Operators are moving active production and injection equipment onto the seabed with the aim of reducing capital expenditures (CAPEX) or topside space requirements. Moreover, they want to minimize new production floating facilities. Given this scenario, overall electric power needs may become an issue because of the extra power demand caused by the increasing number of electric consumers placed subsea. The complete paper discusses a floating wind-turbine solution that is particularly cost-competitive for deepwater locations and that can unlock the possibility of deploying large wind-powered generators far from the coastline in deep water.

Introduction

Saipem launched an initiative aimed at finding a solution for the management of subsea field-power demand, bearing in mind two primary considerations:

  • Minimize CAPEX by reducing the distance between the subsea-field production location and the topside equipment supporting this production
  • Decarbonize the field by adopting a renewable energy source

Concept Background and Potential Application

The operator has developed a floating substructure technology for offshore wind farms known as HexaFloat. This concept uses a minimal floating hexagonal tubular substructure that supports wind-turbine tower and provides necessary floatability. The substructure is connected by tendons to a basket counterweight filled with solid ballast that provides stability with pendulum-restoring forces. The assembly of the basket and the substructure behaves as a rigid body if all tendons are loaded.

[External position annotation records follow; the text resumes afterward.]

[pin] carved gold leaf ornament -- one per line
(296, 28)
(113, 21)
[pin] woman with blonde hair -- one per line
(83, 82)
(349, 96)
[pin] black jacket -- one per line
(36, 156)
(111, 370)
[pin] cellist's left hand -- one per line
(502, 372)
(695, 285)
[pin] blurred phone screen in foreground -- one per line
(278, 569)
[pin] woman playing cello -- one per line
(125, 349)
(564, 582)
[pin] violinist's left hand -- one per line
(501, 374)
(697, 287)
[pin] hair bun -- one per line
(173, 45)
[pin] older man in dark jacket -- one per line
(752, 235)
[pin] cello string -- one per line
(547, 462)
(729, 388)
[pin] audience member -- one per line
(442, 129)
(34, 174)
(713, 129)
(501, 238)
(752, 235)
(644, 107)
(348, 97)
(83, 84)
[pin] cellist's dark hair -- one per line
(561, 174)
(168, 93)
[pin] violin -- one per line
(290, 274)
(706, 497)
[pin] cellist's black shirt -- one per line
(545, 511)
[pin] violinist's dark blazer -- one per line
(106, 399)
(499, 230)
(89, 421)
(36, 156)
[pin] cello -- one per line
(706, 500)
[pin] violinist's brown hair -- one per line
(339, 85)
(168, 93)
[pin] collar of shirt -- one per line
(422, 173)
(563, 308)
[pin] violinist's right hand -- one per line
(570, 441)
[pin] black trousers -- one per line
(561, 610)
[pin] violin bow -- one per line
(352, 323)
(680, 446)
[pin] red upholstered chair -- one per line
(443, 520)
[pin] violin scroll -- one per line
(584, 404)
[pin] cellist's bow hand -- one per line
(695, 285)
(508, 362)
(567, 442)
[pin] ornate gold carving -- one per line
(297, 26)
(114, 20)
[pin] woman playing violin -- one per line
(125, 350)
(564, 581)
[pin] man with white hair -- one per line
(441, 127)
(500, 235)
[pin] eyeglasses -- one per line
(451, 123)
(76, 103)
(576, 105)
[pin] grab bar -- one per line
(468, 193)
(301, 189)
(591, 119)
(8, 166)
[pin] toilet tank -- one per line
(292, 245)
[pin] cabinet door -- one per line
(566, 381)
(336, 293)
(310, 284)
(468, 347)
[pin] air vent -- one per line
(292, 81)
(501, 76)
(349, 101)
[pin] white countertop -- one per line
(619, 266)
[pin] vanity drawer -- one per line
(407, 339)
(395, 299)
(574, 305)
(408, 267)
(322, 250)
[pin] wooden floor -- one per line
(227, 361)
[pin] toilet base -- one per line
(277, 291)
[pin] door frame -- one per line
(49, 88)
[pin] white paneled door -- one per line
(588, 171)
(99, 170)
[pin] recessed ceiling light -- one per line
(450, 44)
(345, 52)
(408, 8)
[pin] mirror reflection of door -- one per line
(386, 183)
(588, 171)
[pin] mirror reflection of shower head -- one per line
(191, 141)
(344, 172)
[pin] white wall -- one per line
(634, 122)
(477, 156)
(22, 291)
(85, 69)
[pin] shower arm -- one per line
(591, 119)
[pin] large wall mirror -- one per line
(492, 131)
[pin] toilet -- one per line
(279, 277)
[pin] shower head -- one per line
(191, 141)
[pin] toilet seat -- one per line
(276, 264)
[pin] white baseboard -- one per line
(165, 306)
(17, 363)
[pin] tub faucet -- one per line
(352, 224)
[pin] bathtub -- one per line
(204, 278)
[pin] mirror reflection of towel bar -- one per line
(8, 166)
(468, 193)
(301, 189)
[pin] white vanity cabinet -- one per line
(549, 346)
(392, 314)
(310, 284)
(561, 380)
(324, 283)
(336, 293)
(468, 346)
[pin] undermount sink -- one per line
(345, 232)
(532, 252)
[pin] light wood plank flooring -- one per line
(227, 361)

This assembly provides flotation with excellent stability thanks to the distance between the center of gravity and the center of buoyancy. Because this stability is provided by weight, large hydrostatic stiffness is unnecessary. As a result, only the central cylinder is exposed to the wave energy. The whole floating system can be anchored with three-to-six low-tension mooring lines, depending on environmental conditions.

Solution Description

The Windstream system that uses the previously described technology is a proprietary solution under development. It is designed to extend the offshore wind-energy concept from the power grid to subsea field-development application. The system consists of the integration of the floating foundation with a properly sized wind-turbine generator, with all the required utilities hosted directly onboard the same floater.

A floating power-generation facility based on a wind turbine installed in the proximity of subsea production facilities is a way to develop the following advantages for long-tieback field developments:

  • Reduction of required power-generation capability and footprint onboard the floating production storage and offloading (FPSO) vessel or platform
  • Reduction of umbilical and cable length for subsea production and processing facilities
  • Reduction or elimination, in certain specific long-tieback scenarios, of subsea power-distribution equipment

Because hydraulic and chemical lines are among the most-burdensome components of subsea control-system distribution CAPEX, accounting for up to 80% of the cost of a subsea control umbilical, a further benefit can be achieved by equipping the floating power-generation facility with chemical-injection skids, thus reducing the length of these lines.

System Application to Subsea Field Development

In an operator study, the system has been applied to an oil field that is a long tieback to existing facilities (Field 1), and an oil field combined with subsea processing with high power demand (Field 2). To ensure continuous power availability, power storage or backup power generation can be considered. For short-term applications, backup diesel power generators have been considered in the study. Therefore, wind persistence affects only diesel storage size or tank-refilling frequency.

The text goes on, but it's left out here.